WSAD — Unified Weakly-Supervised Video Anomaly Detection

A config-driven benchmark framework for weakly-supervised video anomaly detection (WSVAD) on UCF-Crime. Every method decomposes into the same slots — feature backbone × temporal encoder × scoring head × loss (× text/audio branch) — so each paper is a config, not a fork. Ten methods are implemented against a single runner contract and trained with one explicit Accelerate loop.

Designed to run on a single RTX 2060 (6 GB): features are extracted once and cached, then light heads train on the cache (the backbone costs ~0 VRAM at train time). See WSAD_INTEGRATION_PLAN.md for the full design.

Implemented models

All registered in src.registry.MODELS, all honor the same contract (forward(video, abnormal_labels, normal_labels) -> .loss, .scores):

Runner	Method	Venue	Paradigm	Feature	Cross-checked vs official
`mil`	Sultani-MIL	CVPR'18	MIL ranking	I3D	—
`rtfm`	RTFM	ICCV'21	feature magnitude	I3D	—
`mgfn`	MGFN	AAAI'23	magnitude-contrastive	I3D	(pre-existing)
`ur_dmu`	UR-DMU	AAAI'23	dual memory	I3D	—
`s3r`	S3R	ECCV'22	dictionary / sparse	I3D	✅ louisYen/S3R
`bn_wvad`	BN-WVAD	2023	BatchNorm-DFM	I3D	✅ cool-xuan/BN-WVAD
`gs_moe`	GS-MoE	ICCV'25	mixture-of-experts (SOTA ~91.6)	I3D	paper (code unreleased)
`clip_tsa`	CLIP-TSA	ICIP'23	VLM	CLIP	—
`vadclip`	VadCLIP	AAAI'24	VLM dual-branch	CLIP	✅ nwpu-zxr/VadCLIP
`tpwng`	TPWNG	CVPR'24	VLM + pseudo-label	CLIP	paper (code unreleased)

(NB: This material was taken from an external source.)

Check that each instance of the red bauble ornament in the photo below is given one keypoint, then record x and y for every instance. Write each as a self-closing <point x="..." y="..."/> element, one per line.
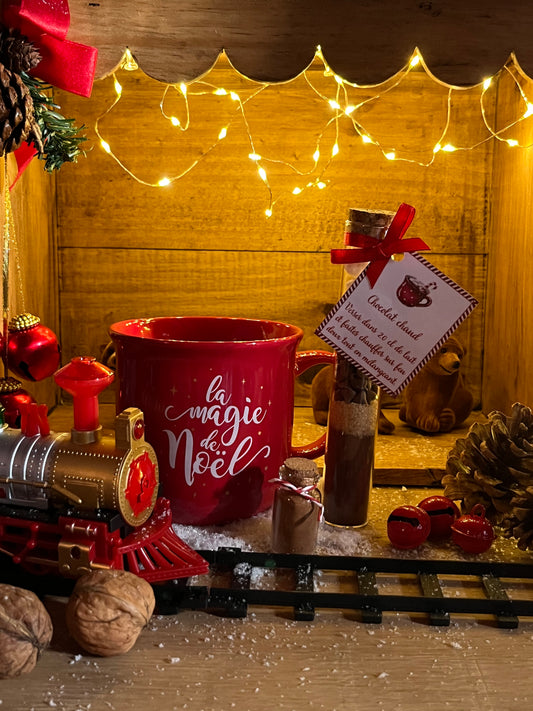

I3D models train on the cached HF features today. CLIP models (clip_tsa, vadclip, tpwng) need a local CLIP feature set (VadCLIP UCFClipFeatures) under ~/data/wsad/clip — see docs/DATA_LOCAL.md. Their text branches are faithful to the official code/paper (CLIP-grounded CoOp prompts; CLIP-TSA's Perturbed-TopK TSA; TPWNG's NVP). Per-paper slot maps and reproduction conditions: docs/REPRODUCTION.md.

Quickstart

# train any model on the cached I3D features (Accelerate loop)
python train.py runner=rtfm
python train.py runner=gs_moe trainer.precision=16-mixed data.batch_size=32   # AMP on 6 GB

# evaluate / score a single video's cached feature
python -m src.inference --runner rtfm --checkpoint <ckpt> --device cuda
python -m src.inference --runner mgfn --feature path/to/video_i3d.npy

Override anything from the CLI (Hydra): python train.py runner=ur_dmu data.batch_size=16 runner.model_config.attn_impl=sdpa trainer.max_epochs=100.

Architecture

raw video ──(offline, once)──► feature backbone ──► cache .npy
                                                       │ (train-time input)
                                                       ▼
   [ temporal encoder ] ─► [ scoring head ] ─► anomaly score s ∈ [T]
        (+ text / audio branch)                       │
                                                       ▼
                                          [ loss ] (+ self-training)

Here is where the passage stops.